Open Source

Community Data License Agreement announced by Linux Foundation

Wednesday, October 25, 2017

Community Data License Agreement has been announced by The Linux Foundation to help open up the worlds data.

The Linux Foundation has announced the Community Data License Agreement (CDLA) family of open data agreements. In an era of expansive and often underused data, the CDLA licenses are an effort to define a licensing framework to support collaborative communities built around curating and sharing “open” data.

Inspired by the collaborative software development models of open source software, the CDLA licenses are designed to enable individuals and organizations of all types to share data as easily as they currently share open source software code. Soundly drafted licensing models can help people form communities to assemble, curate and maintain vast amounts of data, measured in petabytes and exabytes, to bring new value to communities of all types, to build new business opportunities and to power new applications that promise to enhance safety and services.

The growth of big data analytics, machine learning and artificial intelligence (AI) technologies has allowed people to extract unprecedented levels of insight from data.

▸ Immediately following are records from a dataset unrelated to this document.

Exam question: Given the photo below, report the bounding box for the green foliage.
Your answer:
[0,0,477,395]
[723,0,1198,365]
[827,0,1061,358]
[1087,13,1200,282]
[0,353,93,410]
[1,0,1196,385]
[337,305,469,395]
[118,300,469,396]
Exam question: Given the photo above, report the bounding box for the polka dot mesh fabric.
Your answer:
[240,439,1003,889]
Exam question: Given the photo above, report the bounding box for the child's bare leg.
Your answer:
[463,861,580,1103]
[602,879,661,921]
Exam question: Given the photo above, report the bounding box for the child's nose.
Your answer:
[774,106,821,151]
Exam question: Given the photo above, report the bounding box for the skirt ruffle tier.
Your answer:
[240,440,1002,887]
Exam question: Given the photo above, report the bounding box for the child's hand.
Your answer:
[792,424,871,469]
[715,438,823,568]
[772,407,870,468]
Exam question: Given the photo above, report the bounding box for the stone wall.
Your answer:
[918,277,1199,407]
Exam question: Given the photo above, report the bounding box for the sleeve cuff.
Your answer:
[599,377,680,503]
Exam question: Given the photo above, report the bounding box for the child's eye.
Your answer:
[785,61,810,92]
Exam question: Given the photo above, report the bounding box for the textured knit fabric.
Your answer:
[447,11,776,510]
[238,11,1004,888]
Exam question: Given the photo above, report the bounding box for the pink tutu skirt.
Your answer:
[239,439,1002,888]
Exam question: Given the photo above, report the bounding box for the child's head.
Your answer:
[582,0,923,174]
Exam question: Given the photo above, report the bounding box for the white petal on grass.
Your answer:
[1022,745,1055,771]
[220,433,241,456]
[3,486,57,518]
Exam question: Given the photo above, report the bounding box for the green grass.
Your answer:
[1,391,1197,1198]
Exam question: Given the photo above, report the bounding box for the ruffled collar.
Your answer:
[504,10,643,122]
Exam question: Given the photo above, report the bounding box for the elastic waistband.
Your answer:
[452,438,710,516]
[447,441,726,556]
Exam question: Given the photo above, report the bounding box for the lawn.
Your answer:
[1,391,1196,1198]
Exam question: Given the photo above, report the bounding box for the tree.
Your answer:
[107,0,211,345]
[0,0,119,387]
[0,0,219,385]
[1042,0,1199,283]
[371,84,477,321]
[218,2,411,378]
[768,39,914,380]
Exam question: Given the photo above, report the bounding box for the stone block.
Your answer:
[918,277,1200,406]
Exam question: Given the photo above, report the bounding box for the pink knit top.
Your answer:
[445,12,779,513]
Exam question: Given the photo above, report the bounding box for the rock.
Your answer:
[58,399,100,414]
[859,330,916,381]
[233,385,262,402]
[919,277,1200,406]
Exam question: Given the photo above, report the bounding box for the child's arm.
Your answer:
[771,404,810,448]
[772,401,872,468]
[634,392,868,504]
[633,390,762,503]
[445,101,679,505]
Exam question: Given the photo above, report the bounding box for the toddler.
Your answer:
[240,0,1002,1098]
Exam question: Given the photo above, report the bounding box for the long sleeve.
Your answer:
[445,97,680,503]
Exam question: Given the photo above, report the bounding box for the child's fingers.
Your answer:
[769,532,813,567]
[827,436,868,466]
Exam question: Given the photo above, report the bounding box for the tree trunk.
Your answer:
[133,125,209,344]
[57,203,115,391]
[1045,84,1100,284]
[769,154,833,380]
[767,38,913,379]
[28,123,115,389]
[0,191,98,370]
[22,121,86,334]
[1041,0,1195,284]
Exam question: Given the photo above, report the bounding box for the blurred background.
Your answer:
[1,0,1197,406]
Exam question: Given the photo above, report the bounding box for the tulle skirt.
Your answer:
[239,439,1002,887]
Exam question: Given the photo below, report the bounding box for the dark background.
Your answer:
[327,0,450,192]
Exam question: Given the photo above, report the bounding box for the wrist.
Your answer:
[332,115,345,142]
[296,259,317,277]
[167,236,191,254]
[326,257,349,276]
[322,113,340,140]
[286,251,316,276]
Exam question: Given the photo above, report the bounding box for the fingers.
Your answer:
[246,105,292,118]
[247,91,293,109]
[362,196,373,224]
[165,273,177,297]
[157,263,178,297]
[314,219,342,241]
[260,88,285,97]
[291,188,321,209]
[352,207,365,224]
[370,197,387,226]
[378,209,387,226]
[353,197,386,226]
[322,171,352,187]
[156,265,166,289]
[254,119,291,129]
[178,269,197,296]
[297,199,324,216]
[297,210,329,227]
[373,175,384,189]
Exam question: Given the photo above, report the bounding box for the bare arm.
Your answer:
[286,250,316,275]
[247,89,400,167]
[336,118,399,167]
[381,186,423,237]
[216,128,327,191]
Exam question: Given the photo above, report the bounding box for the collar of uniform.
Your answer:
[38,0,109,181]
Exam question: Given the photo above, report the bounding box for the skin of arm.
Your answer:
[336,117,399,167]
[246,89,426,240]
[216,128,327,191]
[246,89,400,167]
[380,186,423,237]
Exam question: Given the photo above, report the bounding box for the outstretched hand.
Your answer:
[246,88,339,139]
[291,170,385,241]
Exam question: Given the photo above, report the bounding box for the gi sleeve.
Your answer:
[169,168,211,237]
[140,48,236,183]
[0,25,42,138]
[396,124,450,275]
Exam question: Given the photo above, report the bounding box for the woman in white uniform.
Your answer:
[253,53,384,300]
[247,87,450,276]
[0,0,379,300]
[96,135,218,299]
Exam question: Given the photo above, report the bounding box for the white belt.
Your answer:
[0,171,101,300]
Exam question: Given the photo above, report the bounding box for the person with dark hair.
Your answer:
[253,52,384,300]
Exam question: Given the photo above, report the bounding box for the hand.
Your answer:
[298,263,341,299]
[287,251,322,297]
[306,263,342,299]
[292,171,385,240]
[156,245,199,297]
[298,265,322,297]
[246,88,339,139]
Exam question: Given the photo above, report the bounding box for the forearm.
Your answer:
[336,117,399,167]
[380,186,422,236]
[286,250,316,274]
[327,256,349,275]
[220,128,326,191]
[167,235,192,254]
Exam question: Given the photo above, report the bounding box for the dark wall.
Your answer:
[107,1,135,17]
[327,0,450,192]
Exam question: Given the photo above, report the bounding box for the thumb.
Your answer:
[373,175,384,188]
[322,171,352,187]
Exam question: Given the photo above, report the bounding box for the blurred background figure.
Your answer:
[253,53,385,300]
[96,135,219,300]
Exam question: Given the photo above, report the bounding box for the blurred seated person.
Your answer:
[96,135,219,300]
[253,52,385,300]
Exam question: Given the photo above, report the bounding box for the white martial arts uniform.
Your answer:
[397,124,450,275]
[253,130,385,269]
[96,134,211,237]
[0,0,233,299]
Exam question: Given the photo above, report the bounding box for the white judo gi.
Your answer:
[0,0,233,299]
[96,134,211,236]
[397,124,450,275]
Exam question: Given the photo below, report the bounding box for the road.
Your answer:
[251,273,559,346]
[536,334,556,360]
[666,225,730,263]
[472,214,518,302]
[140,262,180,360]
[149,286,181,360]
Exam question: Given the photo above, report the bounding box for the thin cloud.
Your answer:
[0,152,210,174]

Now the challenge is to assemble the critical mass of data for those tools to analyze. The CDLA licenses are designed to help governments, academic institutions, businesses and other organizations open up and share data, with the goal of creating communities that curate and share data openly.

For instance, if automakers, suppliers and civil infrastructure services can share data, they may be able to improve safety, decrease energy consumption and improve predictive maintenance. Self-driving cars are heavily dependent on AI systems for navigation, and need massive volumes of data to function properly. Once on the road, they can generate nearly a gigabyte of data every second. For the average car, that means two petabytes of sensor, audio, video and other data each year.

Similarly, climate modeling can integrate measurements captured by government agencies with simulation data from other organizations and then use machine learning systems to look for patterns in the information. It’s estimated that a single model can yield a petabyte of data, a volume that challenges standard computer algorithms, but is useful for machine learning systems. This knowledge may help improve agriculture or aid in studying extreme weather patterns.

And if governmental agencies share aggregated data on building permits, school enrollment figures, sewer and water usage, their citizens benefit from the ability of commercial entities to anticipate their future needs and respond with infrastructure and facilities that arrive in anticipation of citizens’ demands.

“An open data license is essential for the frictionless sharing of the data that powers both critical technologies and societal benefits,” said Jim Zemlin, Executive Director of The Linux Foundation. “The success of open source software provides a powerful example of what can be accomplished when people come together around a resource and advance it for the common good. The CDLA licenses are a key step in that direction and will encourage the continued growth of applications and infrastructure.”

CDLA Licenses Promote Sharing While Reducing Risk

The Linux Foundation, in collaboration with a broad set of participating organizations, drafted the CDLA licenses with the needs of companies, organizations and communities that have valuable data assets such as these to share. The intention of the licenses is for contributors and consumers of open datasets to actively use and support the contribution of data in a uniform fashion, while clarifying the terms of that sharing and reducing risk.

There are two CDLA licenses: a Sharing license that encourages contributions of data back to the data community, and a Permissive license that puts no additional sharing requirements on recipients or contributors of open data. Both encourage and facilitate the productive use of data.

Community Data License Agreement implications include:

Data producers can share with greater clarity about what recipients may do with it. Data producers can also choose between Sharing and Permissive licenses and select the model that best aligns with their interests. In either case, data producers should enjoy the clarity of recognized terms and disclaimers of liabilities and warranties.

Data communities can standardize on a license or set of licenses that provide the ability to share data on known, equal terms that balance the needs of data producers and data users. Data communities have a high degree of flexibility to add their own governance and requirements for curating data as a community, particularly around areas such as personally identifiable information.

Data users who are looking for datasets to help kick off training an AI system or for any other use will have the ability to find data shared under a known license model with terms that clearly state their rights and responsibilities.

The CDLA is data privacy agnostic and relies on the publisher and curators of the data to create their own governance structure around what data they curate and how. Each producer or curator of data will have to work through various jurisdictional requirements and legal issues.